This piece was inspired by an assignment in which the main character meets their darkest fear. Except you can't actually name what the fear is and it is has to be unique to the character.
There was a tiny little bar that sat about an hour South of the county line. It was filled with bikers, import beers, and a jukebox that seemed to only play Hank Williams, Jr. For the small size it was always crowded with desperate women and lonely men. But the hole-in-the-wall bar that smelled of sweaty leather and stale smoke was the only place in the dry county that you could actually get a drink.
"I hate this song." Said the biker next to me that had beer foam in his long, red beard and probably a felony on his record. He didn't seem to be much older than me but his face had been hardened by either drugs or long shifts.
"Same." I sipped my Corona attempting to ignore him because I did not come to talk about my distaste in honky-tonk music.
"You look like a movie star." This time the biker was smiling at me as I ordered a shot of cheap whiskey. Our eyes met and I froze in place, trying to shake his familiar yet distant gaze.
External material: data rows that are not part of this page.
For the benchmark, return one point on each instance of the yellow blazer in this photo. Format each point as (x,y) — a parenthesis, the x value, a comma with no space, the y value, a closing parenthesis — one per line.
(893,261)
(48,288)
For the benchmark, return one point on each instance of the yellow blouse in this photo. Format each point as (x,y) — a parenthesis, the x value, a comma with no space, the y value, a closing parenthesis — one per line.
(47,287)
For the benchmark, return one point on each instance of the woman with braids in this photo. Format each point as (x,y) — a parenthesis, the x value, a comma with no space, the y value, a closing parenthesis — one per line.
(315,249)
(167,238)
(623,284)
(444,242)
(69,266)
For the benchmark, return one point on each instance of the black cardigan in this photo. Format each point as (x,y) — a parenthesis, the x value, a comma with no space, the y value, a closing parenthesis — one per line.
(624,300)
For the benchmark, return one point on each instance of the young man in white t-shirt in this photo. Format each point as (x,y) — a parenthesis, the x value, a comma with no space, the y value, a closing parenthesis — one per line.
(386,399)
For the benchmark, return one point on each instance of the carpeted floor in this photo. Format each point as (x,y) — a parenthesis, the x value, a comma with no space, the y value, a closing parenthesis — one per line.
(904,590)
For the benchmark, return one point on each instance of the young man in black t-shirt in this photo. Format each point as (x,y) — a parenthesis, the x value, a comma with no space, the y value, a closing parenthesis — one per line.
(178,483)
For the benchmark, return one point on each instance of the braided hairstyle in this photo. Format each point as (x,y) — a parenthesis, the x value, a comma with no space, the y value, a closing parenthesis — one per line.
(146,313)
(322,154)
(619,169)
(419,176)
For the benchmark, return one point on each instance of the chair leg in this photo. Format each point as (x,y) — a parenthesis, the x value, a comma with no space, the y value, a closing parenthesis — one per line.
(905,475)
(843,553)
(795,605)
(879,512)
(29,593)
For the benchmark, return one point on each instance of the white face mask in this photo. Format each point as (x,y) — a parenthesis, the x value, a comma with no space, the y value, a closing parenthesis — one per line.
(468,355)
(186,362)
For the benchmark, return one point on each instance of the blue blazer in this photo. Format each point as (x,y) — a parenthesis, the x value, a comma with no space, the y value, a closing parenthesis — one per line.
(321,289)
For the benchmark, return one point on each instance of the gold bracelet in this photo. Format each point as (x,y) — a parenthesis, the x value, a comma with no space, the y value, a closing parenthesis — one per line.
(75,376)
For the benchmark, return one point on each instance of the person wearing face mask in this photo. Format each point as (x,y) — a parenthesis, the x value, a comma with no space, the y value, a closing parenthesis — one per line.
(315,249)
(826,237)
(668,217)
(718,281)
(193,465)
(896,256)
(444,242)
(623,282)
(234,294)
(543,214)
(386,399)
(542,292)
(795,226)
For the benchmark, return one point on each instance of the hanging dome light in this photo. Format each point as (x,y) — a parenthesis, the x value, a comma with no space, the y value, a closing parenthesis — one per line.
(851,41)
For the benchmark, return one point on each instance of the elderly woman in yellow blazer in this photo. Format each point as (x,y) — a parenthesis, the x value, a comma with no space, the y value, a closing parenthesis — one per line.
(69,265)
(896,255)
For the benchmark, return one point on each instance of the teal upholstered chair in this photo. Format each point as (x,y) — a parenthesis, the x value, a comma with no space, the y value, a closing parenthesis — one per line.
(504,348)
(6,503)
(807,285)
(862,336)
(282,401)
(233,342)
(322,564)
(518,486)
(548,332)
But his eyes still lingered on me. Green eyes. Green like emeralds. Cold. Emeralds that could have cut diamonds.
Red Beard was still facing me when I felt the spiders crawl up my back and deep into my spine. The music around me, the voices, his green eyes faded into a blur and left me at the bar haunted. The blood inside of me was boiling and churning. At the sound of his voice I remembered was green eyes like that could do at midnight in a crowded bar. I remembered what country music sounded like when you are crying on a dirty tile bathroom floor in a ripped dress.
Pushing past him I slammed the shot glass and rushed to the bathroom. Girls that had seen better days were crowded around the mirror putting on red lipstick, a color too dark for them. Their laughter made the room spin. I locked the stall door and sat on the toilet trying to light a cigarette, rocking back and forth on a toilet covered in Sharpie and old phone numbers. My hands trembling like frail bones of a corpse or the thin branches that scrape against a window at night, a lighter in one hand and a cigarette in the other.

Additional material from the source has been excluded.